Since, moving in same direction,

Speed = u-v

**Time taken to cross each other **

**= (L+M)/(u-v)**

** Boats & Streams/ Aeroplane & Wind**

☛ Streams oppose the movement of boats if they flow against the direction in which boat moves

☛ At the same time, if the stream flows in the same direction of the boat, speed of boat increases

☛ Let the **speed of boat in still water be u km/hr and speed of stream be v km/hr**

☛ The speed of boat in **upstream (stream opposite to boat) = u-v km/hr**

☛ The speed of boat in **downstream (stream same direction as boat) = u+v km/hr**

**Eg. A boat travels 30 km upstream in 6 hours and returns back in 4 hours. Find the speed of boat in still water and the stream.**

**Soln:**.

Let speed of boat in still water be u km/hr

Let speed of stream be v km/hr** **

**Speed of boat in upstream **

**= u – v = 30/6 **

**= 5 km/hr**

** Speed of boat in downstream **

**= u + v = 30/4 **

**= 7.5 km/hr**

Solving, we get

**Speed of boat in still water (u) **

**= 6.25 km/hr**

** Speed of stream (v) = 1.25 km/hr**

**Races & Games**

☛ These problems involve two or more competing players who outscores the other

**Eg. A and B run a 100 m race from a same start point. A has a speed of 10 km/hr whereas B has a speed of 8 km/hr. By what distance will defeat B?**

**Soln:**

As we can see, **A is faster than B** and both start at same point and time. Hence **A will obviously win the race.**

To find the distance by which A defeats B, let us understand the following diagram

When A reaches end point, B would be some distance away from the end point. Let the **distance be ‘x’**.
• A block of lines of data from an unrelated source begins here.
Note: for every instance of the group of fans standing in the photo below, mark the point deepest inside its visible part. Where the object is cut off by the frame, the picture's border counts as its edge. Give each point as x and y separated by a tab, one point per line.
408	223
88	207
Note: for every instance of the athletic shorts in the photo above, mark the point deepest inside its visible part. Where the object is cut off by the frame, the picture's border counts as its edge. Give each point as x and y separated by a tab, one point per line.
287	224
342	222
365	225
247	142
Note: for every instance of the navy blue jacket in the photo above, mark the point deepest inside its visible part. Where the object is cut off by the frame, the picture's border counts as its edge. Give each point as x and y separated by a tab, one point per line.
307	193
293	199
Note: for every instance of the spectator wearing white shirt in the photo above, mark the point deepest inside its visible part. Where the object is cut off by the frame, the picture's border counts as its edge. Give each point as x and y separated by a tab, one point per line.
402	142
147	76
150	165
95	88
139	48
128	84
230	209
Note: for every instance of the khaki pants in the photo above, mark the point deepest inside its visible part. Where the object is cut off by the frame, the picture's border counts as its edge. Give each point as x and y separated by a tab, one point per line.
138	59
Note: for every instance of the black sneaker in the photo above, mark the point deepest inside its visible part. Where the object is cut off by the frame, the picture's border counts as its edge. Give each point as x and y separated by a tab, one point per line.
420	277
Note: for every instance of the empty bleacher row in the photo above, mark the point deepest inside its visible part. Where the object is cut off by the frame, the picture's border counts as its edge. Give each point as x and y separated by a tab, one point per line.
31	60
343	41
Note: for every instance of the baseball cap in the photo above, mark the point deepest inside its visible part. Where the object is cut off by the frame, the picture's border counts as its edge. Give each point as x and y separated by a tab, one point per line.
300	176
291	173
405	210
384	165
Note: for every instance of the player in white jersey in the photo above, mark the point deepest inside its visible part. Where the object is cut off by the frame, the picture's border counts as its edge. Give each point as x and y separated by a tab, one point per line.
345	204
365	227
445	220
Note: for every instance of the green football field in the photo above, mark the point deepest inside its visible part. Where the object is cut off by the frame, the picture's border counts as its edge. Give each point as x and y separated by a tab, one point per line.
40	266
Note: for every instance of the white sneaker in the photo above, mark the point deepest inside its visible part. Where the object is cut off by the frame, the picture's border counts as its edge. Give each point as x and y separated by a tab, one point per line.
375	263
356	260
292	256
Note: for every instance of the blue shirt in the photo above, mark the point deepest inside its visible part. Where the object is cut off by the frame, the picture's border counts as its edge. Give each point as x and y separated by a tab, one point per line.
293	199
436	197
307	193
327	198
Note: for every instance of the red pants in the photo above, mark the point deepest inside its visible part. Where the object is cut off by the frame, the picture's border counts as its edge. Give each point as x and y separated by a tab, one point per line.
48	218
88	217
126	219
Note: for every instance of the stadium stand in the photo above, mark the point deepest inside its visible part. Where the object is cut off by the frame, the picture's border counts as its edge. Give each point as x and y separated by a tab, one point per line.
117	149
A runs at a speed of 10 kmph =10 x 5/18

** = 50/18 m/s**

As we know, time = distance /speed

**Time taken by A to complete race = 100/(5/18) = 36 sec**

When A reaches the end point, B covers,

**36 x 5/18 x 8 km/hr = 80 m**

Thus **A beats B by 20 m**

**B will complete** **the race** in 100/(5/18 x 8) **=45 sec**

Therefore, we can also say that, **A defeats B by 9sec**

**Distance by which A defeated B = Time by which A defeated B x Speed of B (loser)**

20 m = 9 sec x 5/18 x 8 km/h

**Giving a Start**

**☛ In the above race, if B had started 20 m ahead of A, both would have reached the end point at the same time**.

In 36 sec, A would have covered 100 m whereas B would have covered only 80 m.

But thanks to the start, both will reach at the same time.

This is known as ‘**giving a start of 20m’**

**☛ If A had given B a start of say 40 m, B has to cover only 60m to finish the race while A has to cover 100m.**

** **

B covers 60m in 60/ (5/18)x8

= 27 sec.

When B covers, 60 m in 27 sec, while A will only cover

5/18 x 10 x 27 = 75 m.

In this case, B will beat A by 25 m or 9 sec. [As A will reach end point in 36 sec].